Beatson Drug Discovery Unit, Cancer Research UK Beatson Institute, Garscube Estate, Switchback Road, Bearsden, Glasgow, G61 1BD, U.K.
BioAscent Discovery Ltd., Bo'Ness Road, Newhouse, Lanarkshire ML1 5UH, U.K.
J Chem Inf Model. 2021 Jun 28;61(6):2547-2559. doi: 10.1021/acs.jcim.0c01226. Epub 2021 May 24.

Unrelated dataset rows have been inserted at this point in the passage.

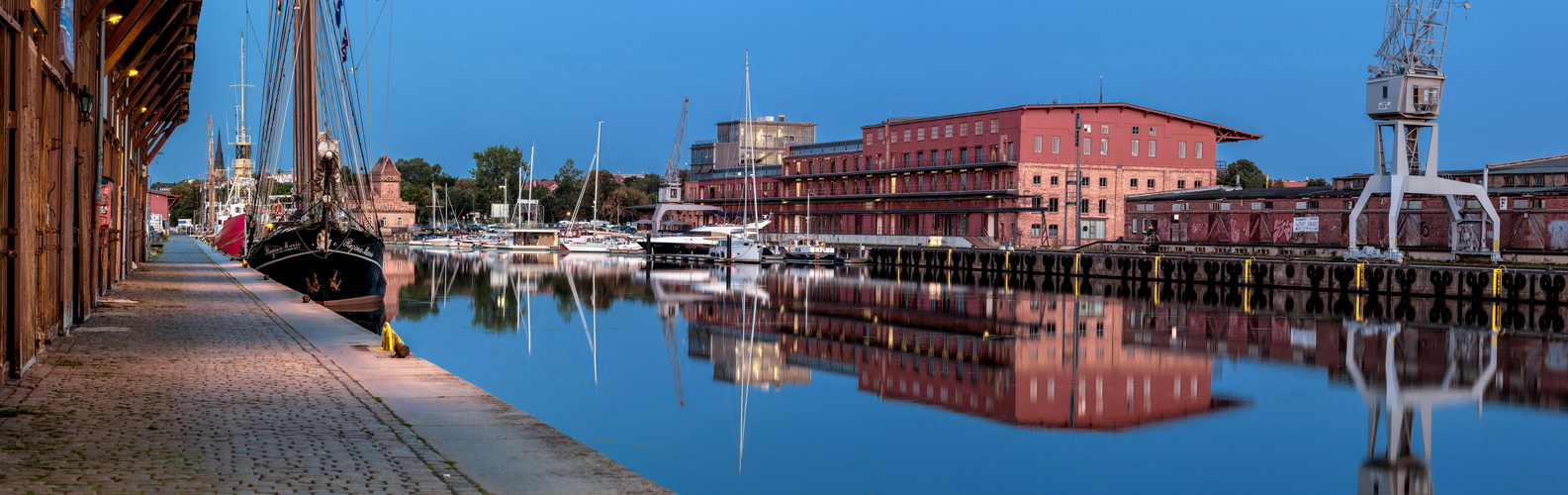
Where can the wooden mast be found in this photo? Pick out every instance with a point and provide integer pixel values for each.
(305, 117)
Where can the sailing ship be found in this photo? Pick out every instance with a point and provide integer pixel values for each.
(240, 187)
(328, 246)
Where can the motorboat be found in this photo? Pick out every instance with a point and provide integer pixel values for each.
(808, 250)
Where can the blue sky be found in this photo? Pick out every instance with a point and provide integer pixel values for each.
(472, 74)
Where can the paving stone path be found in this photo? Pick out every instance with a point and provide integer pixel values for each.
(184, 382)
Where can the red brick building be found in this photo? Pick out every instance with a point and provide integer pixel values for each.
(1530, 198)
(386, 200)
(982, 178)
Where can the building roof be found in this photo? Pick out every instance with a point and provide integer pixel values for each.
(385, 167)
(1227, 134)
(1214, 194)
(825, 148)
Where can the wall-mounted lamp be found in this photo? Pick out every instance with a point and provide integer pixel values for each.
(83, 106)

Fragment-based hit identification (FBHI) allows proportionately greater coverage of chemical space using fewer molecules than traditional high-throughput screening approaches. However, effectively exploiting this advantage is highly dependent on the library design. Solubility, stability, chemical complexity, chemical/shape diversity, and synthetic tractability for fragment elaboration are all critical aspects, and molecule design remains a time-consuming task for computational and medicinal chemists. Artificial neural networks have attracted considerable attention in automated design applications and could also prove useful for fragment library design. Chemical autoencoders are neural networks consisting of encoder and decoder parts, which respectively compress and decompress molecular representations. The decoder is applied to samples drawn from the space of compressed representations to generate novel molecules that can be scored for properties of interest. Here, we report an autoencoder model using a recurrent neural network architecture, which was trained using 486,565 fragments curated from commercial sources, to simultaneously reconstruct both SMILES and chemical fingerprints. To explore its utility in fragment design, we applied transfer learning to the fingerprint decoder layers to train a classifier using 66 frequent hitter fragments identified from our screening campaigns. Using a particle swarm optimization sampling approach, we compare the performance of this "dual" model to an architecture encoding SMILES only. The dual model produced valid SMILES with improved features, considering a range of properties including aromatic ring counts, heavy atom count, synthetic accessibility, and a new fragment complexity score we term Feature Complexity (FeCo). Additionally, we demonstrate that generative performance is further enhanced by use of a simple syntax-correction procedure during training, in which invalid and undesirable SMILES are spiked into the training set. Finally, we used the syntax-corrected model to generate a library of novel candidate privileged fragments.
基于片段的命中鉴定 (FBHI) 允许使用比传统高通量筛选方法更少的分子来实现化学空间的比例更大的覆盖。然而,有效地利用这一优势高度依赖于文库设计。溶解度、稳定性、化学复杂性、化学/形状多样性以及片段修饰的合成可操作性都是关键方面,分子设计仍然是计算化学家和药物化学家耗时的任务。人工神经网络在自动化设计应用中引起了相当大的关注,也可能对片段文库设计有用。化学自动编码器是由编码器和解码器部分组成的神经网络,分别对分子表示进行压缩和解压缩。解码器应用于从压缩表示空间中抽取的样本,生成可用于计算感兴趣性质的新分子。在这里,我们报告了一种使用递归神经网络架构的自动编码器模型,该模型使用从商业来源中提取的 486,565 个片段进行训练,以同时重建 SMILES 和化学指纹。为了探索其在片段设计中的应用,我们将迁移学习应用于指纹解码器层,使用从我们的筛选活动中识别的 66 个高频命中片段来训练分类器。使用粒子群优化抽样方法,我们将这个“双”模型的性能与仅编码 SMILES 的架构进行了比较。该双模型生成的 SMILES 具有改进的特征,考虑了一系列特性,包括芳环计数、重原子计数、合成可及性和我们称之为特征复杂性 (FeCo) 的新片段复杂性评分。此外,我们证明通过在训练过程中使用简单的语法校正程序,可以进一步提高生成性能,其中将无效和不期望的 SMILES 混入训练集。最后,我们使用语法校正模型生成了一系列新的候选特权片段库。